Je ademt elke dag, de hele dag door, lucht in. Het merendeel van je tijd breng je door in je huis of op kantoor, en dus zorg je maar beter voor dat de binnenlucht gezond is. Gezond, dat betekent zonder kwalijke stoffen, maar ook met de juiste luchtvochtigheid.
De lucht die je in- en uitademt bestaat voor het merendeel uit stikstof en zuurstof. Verder bevat de lucht sporen van edelgassen, koolzuurgas en waterdamp natuurlijk. De hoeveelheid waterdamp in de lucht – iets dat sterk kan schommelen – noemen we de relatieve luchtvochtigheid. Een goeie verhouding is belangrijk voor jouw gezondheid en die van je huis.
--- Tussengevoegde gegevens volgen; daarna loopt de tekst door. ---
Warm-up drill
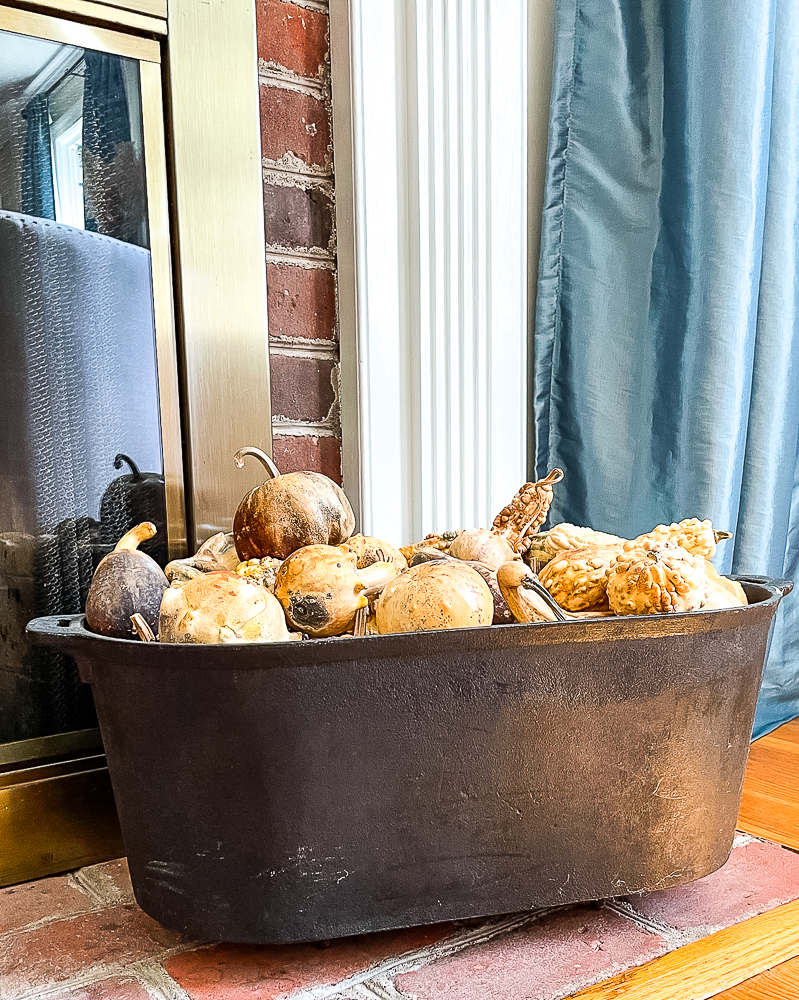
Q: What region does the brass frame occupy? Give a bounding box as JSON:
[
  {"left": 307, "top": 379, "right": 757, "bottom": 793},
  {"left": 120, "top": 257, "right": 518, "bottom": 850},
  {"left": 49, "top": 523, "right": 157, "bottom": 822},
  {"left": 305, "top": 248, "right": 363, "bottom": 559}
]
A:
[
  {"left": 3, "top": 0, "right": 166, "bottom": 36},
  {"left": 166, "top": 0, "right": 272, "bottom": 550}
]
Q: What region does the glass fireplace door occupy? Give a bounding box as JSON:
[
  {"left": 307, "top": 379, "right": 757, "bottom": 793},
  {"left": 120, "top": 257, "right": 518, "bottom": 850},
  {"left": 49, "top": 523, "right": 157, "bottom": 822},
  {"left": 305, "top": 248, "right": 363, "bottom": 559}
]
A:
[{"left": 0, "top": 7, "right": 184, "bottom": 881}]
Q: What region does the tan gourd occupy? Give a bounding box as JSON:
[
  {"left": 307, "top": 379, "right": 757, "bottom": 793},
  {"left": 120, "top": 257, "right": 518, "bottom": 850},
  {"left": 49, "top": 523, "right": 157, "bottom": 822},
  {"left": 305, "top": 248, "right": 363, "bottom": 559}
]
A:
[
  {"left": 626, "top": 518, "right": 732, "bottom": 559},
  {"left": 233, "top": 447, "right": 356, "bottom": 561},
  {"left": 525, "top": 523, "right": 627, "bottom": 570},
  {"left": 159, "top": 570, "right": 299, "bottom": 643},
  {"left": 449, "top": 528, "right": 518, "bottom": 571},
  {"left": 235, "top": 556, "right": 283, "bottom": 592},
  {"left": 496, "top": 561, "right": 614, "bottom": 624},
  {"left": 538, "top": 543, "right": 624, "bottom": 612},
  {"left": 408, "top": 469, "right": 566, "bottom": 569},
  {"left": 274, "top": 544, "right": 397, "bottom": 638},
  {"left": 606, "top": 544, "right": 708, "bottom": 615},
  {"left": 374, "top": 561, "right": 494, "bottom": 634},
  {"left": 165, "top": 531, "right": 240, "bottom": 582},
  {"left": 343, "top": 533, "right": 408, "bottom": 572},
  {"left": 701, "top": 561, "right": 748, "bottom": 610}
]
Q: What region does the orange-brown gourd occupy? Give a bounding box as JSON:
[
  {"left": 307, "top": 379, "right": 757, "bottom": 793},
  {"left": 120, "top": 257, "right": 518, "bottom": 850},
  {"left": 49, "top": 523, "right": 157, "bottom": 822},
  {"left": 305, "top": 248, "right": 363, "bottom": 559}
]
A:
[
  {"left": 85, "top": 522, "right": 169, "bottom": 639},
  {"left": 274, "top": 544, "right": 397, "bottom": 637},
  {"left": 232, "top": 447, "right": 356, "bottom": 561}
]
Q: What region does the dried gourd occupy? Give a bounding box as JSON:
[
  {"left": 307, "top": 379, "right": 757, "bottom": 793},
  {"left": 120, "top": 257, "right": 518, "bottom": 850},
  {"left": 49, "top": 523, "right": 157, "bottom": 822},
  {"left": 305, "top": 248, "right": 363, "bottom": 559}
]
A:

Hangt er te veel water in de lucht? Dat leidt vroeg of laat tot vochtproblemen. Denk aan schimmelvorming, condensatie en muffe geurtjes. Reken eveneens op meer huisstofmijten, want die houden van een vochtig binnenklimaat …
Te nat is niet ideaal, maar droge lucht zul je wellicht evenmin aangenaam vinden. Klachten die met een te lage luchtvochtigheid worden geassocieerd zijn droge keel, prikkelhoest, droge huid, gebarsten lippen, … Je kunt er zelfs hoofdpijn en concentratieproblemen van krijgen.
De relatieve luchtvochtigheid in je woning moet tussen de 40 en 60 procent liggen.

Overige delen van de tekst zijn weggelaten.